Po wypowiedziach przyszłego ministra finansów widać, że zanim Prawo i Sprawiedliwość zrealizuje sztandarowe propozycje, najpierw sięgnie po pieniądze banków i hipermarketów. Realia gospodarcze i polityczne mogą jednak sprawić, że będzie to za... trzy lata, czyli przed kolejnymi wyborami - analizuje Mateusz Ratajczak, dziennikarz money.pl.

Skąd pewność, że PiS nie rzuci się od pierwszego dnia pracy na spełnianie wyborczych obietnic? Sugeruje to już wybór Pawła Szałamachy na ministra finansów. Z pobieżnej analizy wypowiedzi przyszłego szefa resortu finansów wynika, że nie dopuści do nadmiernego zadłużania się państwa. A rozdawanie pieniędzy obywatelom zacznie od zebrania kasy w budżecie. Warto przypomnieć, że swoją przygodę z polityką Szałamacha zaczynał u boku Janusza Korwina-Mikkego w Unii Polityki Realnej. Chociaż ze skrajnie liberalnych poglądów niewiele zostało, to z pewnością Szałamacha wciąż nie wierzy w "elastyczny budżet". Tematyka odpowiedniego budżetowania była również jednym z głównych tematów studiów na Harvardzie, na które Szałamacha wyjechał w ubiegłym roku.

- Z dotychczasowych zapowiedzi pana Szałamachy można wyciągnąć wniosek, że nie jest on zwolennikiem nieograniczonego zwiększania deficytu. A to byłoby konieczne, by szybko spełniać wszystkie obietnice wyborcze. Widać, że zdaje sobie sprawę, jak niedaleko mamy do powrotu do procedury nadmiernego deficytu, co nie jest dla gospodarki dobrą sprawą - mówi money.pl dr hab. Stanisław Gomułka, były wiceminister finansów.

Szybkim zmianom nie sprzyja też kalendarz. Początek formowania rządu, koniec roku - to nie jest dobry moment na rewolucyjne zmiany. Zresztą politolodzy nie mają wątpliwości, że czasami warto poczekać z realizacją obietnic. - Dawkowanie reform jest jedną z koncepcji zarządzania ryzykiem politycznym i w moim przekonaniu to słuszna droga. Bardzo często mówi się, że te najbardziej bolesne reformy warto wprowadzać mniej więcej w połowie kadencji. Cześć wyborców zawsze daje rządzącym pewien czas na realizację postulatów, a druga część już z marszu czuje się rozczarowana - to normalna sprawa. Istotą rządzenia jest odpowiednie "podrzucanie" reform i jednym, i drugim - tłumaczy dr hab. Ewa Marciniak z Instytutu Nauk Politycznych Uniwersytetu Warszawskiego.

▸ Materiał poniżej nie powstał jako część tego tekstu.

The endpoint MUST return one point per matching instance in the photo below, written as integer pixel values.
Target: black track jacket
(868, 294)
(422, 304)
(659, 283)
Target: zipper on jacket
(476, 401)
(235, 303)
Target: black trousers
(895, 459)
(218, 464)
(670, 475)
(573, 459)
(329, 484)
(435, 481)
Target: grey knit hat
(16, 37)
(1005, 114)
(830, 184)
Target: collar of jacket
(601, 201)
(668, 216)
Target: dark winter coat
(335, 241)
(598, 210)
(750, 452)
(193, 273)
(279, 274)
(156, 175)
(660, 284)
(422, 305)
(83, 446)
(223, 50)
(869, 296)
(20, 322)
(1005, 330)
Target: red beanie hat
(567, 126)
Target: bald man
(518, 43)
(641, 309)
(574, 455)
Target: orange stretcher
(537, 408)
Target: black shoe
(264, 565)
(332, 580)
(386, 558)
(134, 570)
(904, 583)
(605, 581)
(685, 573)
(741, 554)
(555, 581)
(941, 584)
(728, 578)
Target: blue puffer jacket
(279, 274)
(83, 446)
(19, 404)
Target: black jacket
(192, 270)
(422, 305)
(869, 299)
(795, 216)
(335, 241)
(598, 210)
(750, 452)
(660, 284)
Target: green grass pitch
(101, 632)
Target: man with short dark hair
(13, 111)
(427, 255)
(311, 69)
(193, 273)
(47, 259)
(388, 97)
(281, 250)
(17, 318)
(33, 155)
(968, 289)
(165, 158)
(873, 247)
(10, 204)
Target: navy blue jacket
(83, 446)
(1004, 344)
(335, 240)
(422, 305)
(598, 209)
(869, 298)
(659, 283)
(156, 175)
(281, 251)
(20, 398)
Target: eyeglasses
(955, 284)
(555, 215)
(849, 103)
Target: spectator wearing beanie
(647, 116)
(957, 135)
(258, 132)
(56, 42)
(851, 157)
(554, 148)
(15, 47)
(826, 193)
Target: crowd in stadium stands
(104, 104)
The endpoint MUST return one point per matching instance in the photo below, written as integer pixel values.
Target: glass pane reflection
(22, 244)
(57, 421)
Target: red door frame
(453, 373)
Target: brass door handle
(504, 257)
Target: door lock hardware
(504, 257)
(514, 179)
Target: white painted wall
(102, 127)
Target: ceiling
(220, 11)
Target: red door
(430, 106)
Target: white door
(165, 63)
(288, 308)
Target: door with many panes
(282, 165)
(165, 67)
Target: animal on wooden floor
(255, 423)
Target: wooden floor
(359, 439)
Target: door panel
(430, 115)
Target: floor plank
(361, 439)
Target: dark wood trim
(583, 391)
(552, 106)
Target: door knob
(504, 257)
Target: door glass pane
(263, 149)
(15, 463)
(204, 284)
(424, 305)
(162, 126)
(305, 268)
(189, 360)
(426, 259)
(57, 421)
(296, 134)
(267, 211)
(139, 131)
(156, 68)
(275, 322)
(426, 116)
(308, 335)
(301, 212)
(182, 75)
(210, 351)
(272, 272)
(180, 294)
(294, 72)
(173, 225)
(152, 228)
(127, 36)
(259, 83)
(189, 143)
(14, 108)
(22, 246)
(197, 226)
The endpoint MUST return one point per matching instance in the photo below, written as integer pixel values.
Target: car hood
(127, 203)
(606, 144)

Kolejnym problemem jest to, że niektóre propozycje po prostu nie mogą wejść w jednym czasie. To oznacza, że rząd będzie musiał albo postawić na napędzanie gospodarki, albo na kwestie socjalne. - Znaczne zwiększenie wydatków socjalnych ograniczy w sposób oczywisty możliwość finansowania inwestycji. Trzeba wybrać jedno albo drugie - tłumaczy Jeremi Mordasewicz z Konfederacji Lewiatan.

Gdzie i kiedy pieniądze zacznie zbierać minister?

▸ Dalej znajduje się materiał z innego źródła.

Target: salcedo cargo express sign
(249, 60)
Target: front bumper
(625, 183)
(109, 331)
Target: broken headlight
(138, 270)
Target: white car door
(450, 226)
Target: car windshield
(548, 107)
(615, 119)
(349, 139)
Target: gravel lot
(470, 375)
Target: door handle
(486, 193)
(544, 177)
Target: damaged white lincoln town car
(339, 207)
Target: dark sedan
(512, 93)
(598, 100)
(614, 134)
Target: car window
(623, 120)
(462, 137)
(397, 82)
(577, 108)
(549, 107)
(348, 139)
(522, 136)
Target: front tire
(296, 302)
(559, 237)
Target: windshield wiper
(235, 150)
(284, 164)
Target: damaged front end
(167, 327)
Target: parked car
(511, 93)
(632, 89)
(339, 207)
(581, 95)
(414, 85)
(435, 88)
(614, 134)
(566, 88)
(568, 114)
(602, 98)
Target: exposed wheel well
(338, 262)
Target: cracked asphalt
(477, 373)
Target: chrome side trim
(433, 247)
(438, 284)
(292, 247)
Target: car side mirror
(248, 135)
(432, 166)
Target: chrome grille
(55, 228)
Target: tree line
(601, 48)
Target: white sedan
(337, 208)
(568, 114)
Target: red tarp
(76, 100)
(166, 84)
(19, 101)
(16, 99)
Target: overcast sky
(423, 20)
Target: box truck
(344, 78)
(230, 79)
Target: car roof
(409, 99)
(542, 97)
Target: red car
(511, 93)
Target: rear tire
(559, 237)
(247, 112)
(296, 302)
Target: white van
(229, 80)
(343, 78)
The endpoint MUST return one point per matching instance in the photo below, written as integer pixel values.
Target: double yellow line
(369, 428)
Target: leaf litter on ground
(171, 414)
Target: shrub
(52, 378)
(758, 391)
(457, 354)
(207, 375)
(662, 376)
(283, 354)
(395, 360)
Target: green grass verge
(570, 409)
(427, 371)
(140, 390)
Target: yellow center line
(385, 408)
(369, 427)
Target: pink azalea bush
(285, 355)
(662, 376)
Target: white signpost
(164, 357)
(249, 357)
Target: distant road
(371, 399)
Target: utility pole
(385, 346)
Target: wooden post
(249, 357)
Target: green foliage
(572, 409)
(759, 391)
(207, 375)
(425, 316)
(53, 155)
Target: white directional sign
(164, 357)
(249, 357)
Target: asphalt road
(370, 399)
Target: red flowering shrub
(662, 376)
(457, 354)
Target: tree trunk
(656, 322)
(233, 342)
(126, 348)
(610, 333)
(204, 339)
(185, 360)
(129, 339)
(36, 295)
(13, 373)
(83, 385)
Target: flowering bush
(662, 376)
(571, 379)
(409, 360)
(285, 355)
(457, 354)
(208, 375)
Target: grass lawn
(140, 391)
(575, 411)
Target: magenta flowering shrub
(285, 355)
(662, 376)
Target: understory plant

O tym, co jest dla głównego księgowego kraju priorytetem, już wiemy. "Podczas pierwszych tygodni w Ministerstwie Finansów skoncentrujemy się na realizacji priorytetowego punktu programu, czyli wsparcia rodzin, znanym jako 500 zł na dziecko" - zapewnił na Facebooku Paweł Szałamacha. Przyszły minister szacuje, że tylko ten jeden postulat wyborczy będzie kosztował 15,5 mld zł rocznie. Dwie trzecie tej kwoty mają równoważyć nowe podatki.

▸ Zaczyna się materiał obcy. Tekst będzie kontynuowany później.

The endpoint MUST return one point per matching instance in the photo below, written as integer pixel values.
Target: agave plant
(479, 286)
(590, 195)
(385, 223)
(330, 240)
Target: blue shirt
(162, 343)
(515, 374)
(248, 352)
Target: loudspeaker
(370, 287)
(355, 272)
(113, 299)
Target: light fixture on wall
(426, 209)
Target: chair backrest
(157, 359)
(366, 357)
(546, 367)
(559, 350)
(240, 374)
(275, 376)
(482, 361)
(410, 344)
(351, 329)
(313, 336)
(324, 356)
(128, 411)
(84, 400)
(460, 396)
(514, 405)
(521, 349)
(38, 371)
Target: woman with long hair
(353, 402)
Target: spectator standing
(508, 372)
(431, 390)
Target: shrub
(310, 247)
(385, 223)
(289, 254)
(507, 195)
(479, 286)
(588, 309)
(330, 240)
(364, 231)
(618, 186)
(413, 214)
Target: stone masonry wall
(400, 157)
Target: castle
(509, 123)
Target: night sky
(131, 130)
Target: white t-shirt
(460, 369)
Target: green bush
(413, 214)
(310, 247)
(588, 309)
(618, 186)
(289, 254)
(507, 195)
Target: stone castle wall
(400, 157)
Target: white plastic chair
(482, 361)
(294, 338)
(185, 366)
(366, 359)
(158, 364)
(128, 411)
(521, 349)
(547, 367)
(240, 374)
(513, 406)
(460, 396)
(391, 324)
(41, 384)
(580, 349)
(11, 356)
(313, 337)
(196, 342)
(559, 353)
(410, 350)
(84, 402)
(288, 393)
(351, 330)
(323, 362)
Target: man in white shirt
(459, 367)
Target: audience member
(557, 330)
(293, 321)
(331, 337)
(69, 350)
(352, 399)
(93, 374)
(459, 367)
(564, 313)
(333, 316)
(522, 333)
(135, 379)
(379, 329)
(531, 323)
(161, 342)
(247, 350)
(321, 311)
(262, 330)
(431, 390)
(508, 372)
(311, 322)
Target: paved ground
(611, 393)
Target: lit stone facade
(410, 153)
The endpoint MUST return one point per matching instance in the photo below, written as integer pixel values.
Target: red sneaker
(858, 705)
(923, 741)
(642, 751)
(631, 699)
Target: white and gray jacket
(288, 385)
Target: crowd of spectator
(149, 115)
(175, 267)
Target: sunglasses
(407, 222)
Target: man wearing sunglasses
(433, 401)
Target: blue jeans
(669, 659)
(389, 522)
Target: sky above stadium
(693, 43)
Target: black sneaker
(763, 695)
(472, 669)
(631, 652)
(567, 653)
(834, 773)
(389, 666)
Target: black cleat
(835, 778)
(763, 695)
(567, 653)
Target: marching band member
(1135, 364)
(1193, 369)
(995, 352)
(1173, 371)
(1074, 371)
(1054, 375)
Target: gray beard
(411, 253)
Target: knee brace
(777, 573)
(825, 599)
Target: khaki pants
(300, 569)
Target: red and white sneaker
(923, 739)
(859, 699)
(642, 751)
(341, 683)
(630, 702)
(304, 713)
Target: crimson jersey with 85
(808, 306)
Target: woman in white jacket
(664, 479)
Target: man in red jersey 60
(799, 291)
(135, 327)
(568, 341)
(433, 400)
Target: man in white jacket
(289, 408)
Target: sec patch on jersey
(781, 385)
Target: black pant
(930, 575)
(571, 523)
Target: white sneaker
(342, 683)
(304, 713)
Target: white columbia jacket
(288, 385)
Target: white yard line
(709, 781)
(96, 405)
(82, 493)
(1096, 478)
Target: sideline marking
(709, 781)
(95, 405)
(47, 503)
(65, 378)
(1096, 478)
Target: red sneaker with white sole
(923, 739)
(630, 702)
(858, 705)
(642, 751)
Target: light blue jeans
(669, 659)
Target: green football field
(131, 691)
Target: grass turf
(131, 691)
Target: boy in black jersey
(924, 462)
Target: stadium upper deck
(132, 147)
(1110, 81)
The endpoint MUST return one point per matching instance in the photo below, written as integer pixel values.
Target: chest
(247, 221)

Szałamacha nie od wczoraj jest zwolennikiem opodatkowania banków. Już pięć lat temu na swoim blogu argumentował, że to dobry pomysł. Przede wszystkim dlatego, że usługi bankowe nie są obciążone VAT. "Podatek od banków to wyrównanie pola gry gospodarczej. Niemcy, Węgry, Wielka Brytania w różnej formule wprowadzają takie obciążenie. Rozważmy to na spokojnie" - pisał.

Co stoi na przeszkodzie? Kalendarz - rząd Beaty Szydło zaprzysiężony zostanie dopiero 12 listopada i zanim zacznie wprowadzać obietnic wyborczych w życie, po drodze musi przekształcić kompetencje niektórych ministerstw. To samo zdają się sugerować czołowi przedstawiciele PiS: przed wyborami Henryk Kowalczyk w wywiadach zaznaczał, że podatek bankowy najpewniej pojawi się w 2017 r. Podobnie tonowali obietnice wyborcze Zbigniew Ziobro, czy Jarosław Gowin - czyli przyszli ministrowie rządu i główni wewnętrzni koalicjanci zjednoczonej prawicy.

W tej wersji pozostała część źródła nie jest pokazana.